In some cases, the Text Analytics optimizer cannot choose the most efficient execution plan. When that is the case, you can use the AQL Profiler to identify which portion of the plan can be improved through manual tuning. The AQL Profiler is included in the InfoSphere® BigInsights™ Eclipse Tooling.
The Profiler generates reports that can help you troubleshoot performance problems in the AQL code. For more information, see Improving extractor performance for help in determining if your extractor requires performance tuning, and how to solve common performance problems.
The Profiler also calculates the throughput of the extractor (in KB/seconds) by dividing the size of the data that was processed by the total duration of the Profiler execution. The higher the value, the better: more data is processed per second, and the extractor is faster. As you tune the AQL hot spots identified by the Profiler, verify that the throughput value increases the next time you rerun the Profiler. You may need to repeat the process until you are satisfied with the extractor performance.

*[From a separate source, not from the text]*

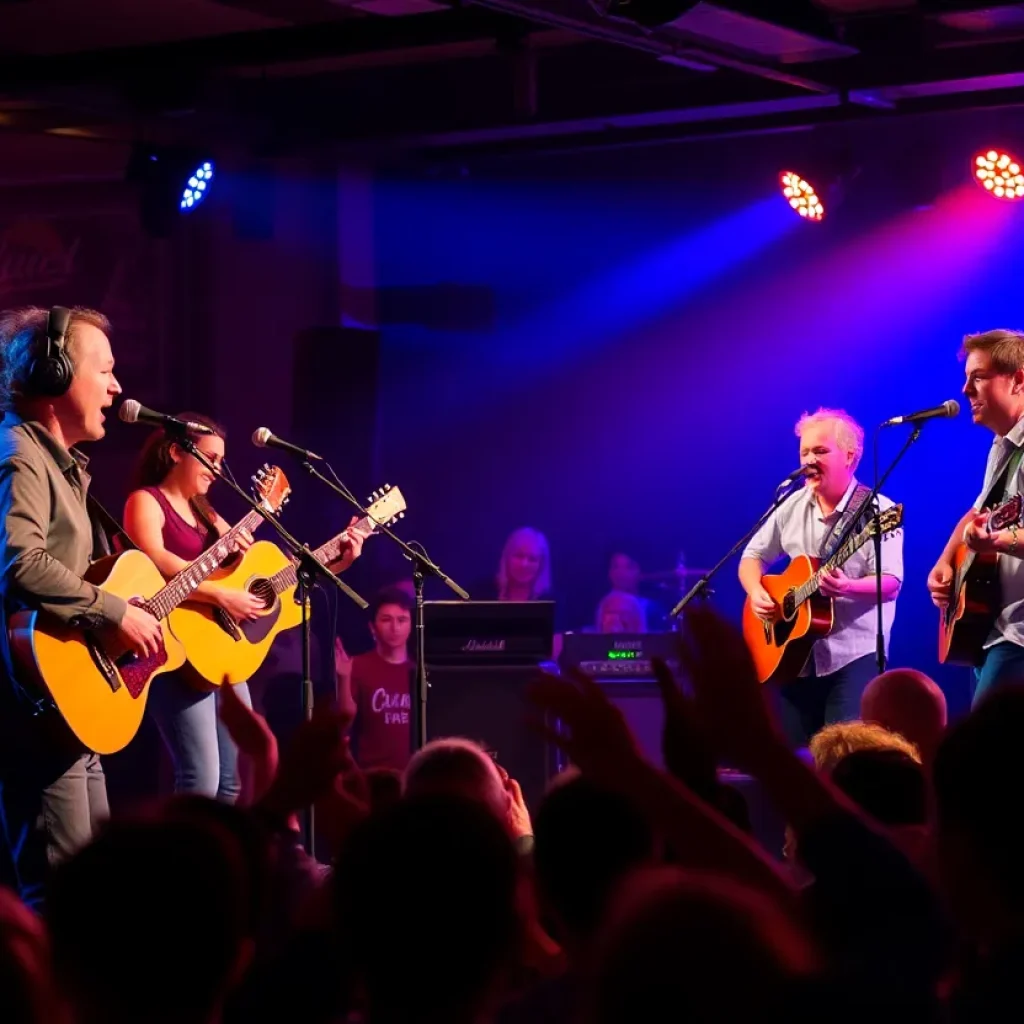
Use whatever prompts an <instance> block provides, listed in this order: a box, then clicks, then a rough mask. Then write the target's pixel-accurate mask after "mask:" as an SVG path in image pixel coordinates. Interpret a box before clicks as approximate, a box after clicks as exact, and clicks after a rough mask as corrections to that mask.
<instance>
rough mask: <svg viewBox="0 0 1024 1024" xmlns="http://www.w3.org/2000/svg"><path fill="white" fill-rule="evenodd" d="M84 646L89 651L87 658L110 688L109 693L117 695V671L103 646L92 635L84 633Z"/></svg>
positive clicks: (119, 676) (111, 660) (117, 687)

The Profiler generates the following reports that can help you troubleshoot performance problems in the AQL code.
Helps you understand which of the views took the longest time to run. For a moderately complex extractor, a view that takes more than 5% of the execution time is a potential hot spot. (In general, you can ignore the time taken by 'Tokenization and POS Tagging', which is expected to take a longer time in general.)
Displays the normalized running time per MB of text for documents larger than 1 KB. A higher number means the extractor is slower on that document. This report also displays the extractor throughput, the higher the throughput, the faster the extractor.